鎌田 慧 連載コラム
「沈思実行」

ミサイルと石垣島(中)  第196回

2024/06/05
  三上智恵監督の映画『戦いくさふむ雲』は、沖縄・琉球弧に急展開している、陸上自衛隊ミサイル部隊の配置と、それにたいする島びとの抵抗を記録した作品である。 

  8年前、2016年3月、台湾を遠望する与那国島に、160人の陸上自衛隊沿岸監視隊が配置された。「監視隊」という名の進駐が、琉球弧のミサイル要塞化の先触れだった。 

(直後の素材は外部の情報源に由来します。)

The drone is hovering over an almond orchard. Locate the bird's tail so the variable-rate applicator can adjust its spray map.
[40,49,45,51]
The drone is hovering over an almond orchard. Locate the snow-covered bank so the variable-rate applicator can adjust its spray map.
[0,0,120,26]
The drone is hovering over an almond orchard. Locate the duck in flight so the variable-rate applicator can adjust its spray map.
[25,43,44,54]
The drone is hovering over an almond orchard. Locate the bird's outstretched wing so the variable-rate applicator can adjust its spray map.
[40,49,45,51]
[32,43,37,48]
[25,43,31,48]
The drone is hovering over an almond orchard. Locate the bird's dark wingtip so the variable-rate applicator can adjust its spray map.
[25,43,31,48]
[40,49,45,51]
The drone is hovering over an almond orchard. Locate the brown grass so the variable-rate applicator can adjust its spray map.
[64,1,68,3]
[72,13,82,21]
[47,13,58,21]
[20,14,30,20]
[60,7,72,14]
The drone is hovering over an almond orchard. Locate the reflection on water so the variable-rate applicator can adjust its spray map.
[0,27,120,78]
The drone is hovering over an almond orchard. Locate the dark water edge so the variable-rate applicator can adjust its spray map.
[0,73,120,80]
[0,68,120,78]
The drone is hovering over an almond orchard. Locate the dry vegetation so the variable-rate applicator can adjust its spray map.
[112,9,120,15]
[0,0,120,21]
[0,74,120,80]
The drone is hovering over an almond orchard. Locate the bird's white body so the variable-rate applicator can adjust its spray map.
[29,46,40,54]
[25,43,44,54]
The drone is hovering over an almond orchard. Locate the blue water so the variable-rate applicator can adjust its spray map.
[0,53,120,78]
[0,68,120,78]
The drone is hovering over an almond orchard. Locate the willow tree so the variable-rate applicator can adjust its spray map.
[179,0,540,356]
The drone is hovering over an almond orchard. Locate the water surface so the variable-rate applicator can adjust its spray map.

  それから8年経ったいま、宮古島、石垣島に対艦、対空ミサイルが持ち込まれ、ついに与那国島をもミサイル基地にする計画が発表された。さらに客船を係留させる、と大型港湾がつくられる。じつは軍港なのだが、島民を油断させてあざむく奇襲作戦。沖縄をさらに基地にしばりつける、辺野古米軍基地建設をみとめたのは、退任間際の仲井真弘多・県知事だった。2013年12月、安倍首相と会談したあと、それまでの「県外移設」との公約をやぶって、受け入れを容認、沖縄の人たちを苦しめている。 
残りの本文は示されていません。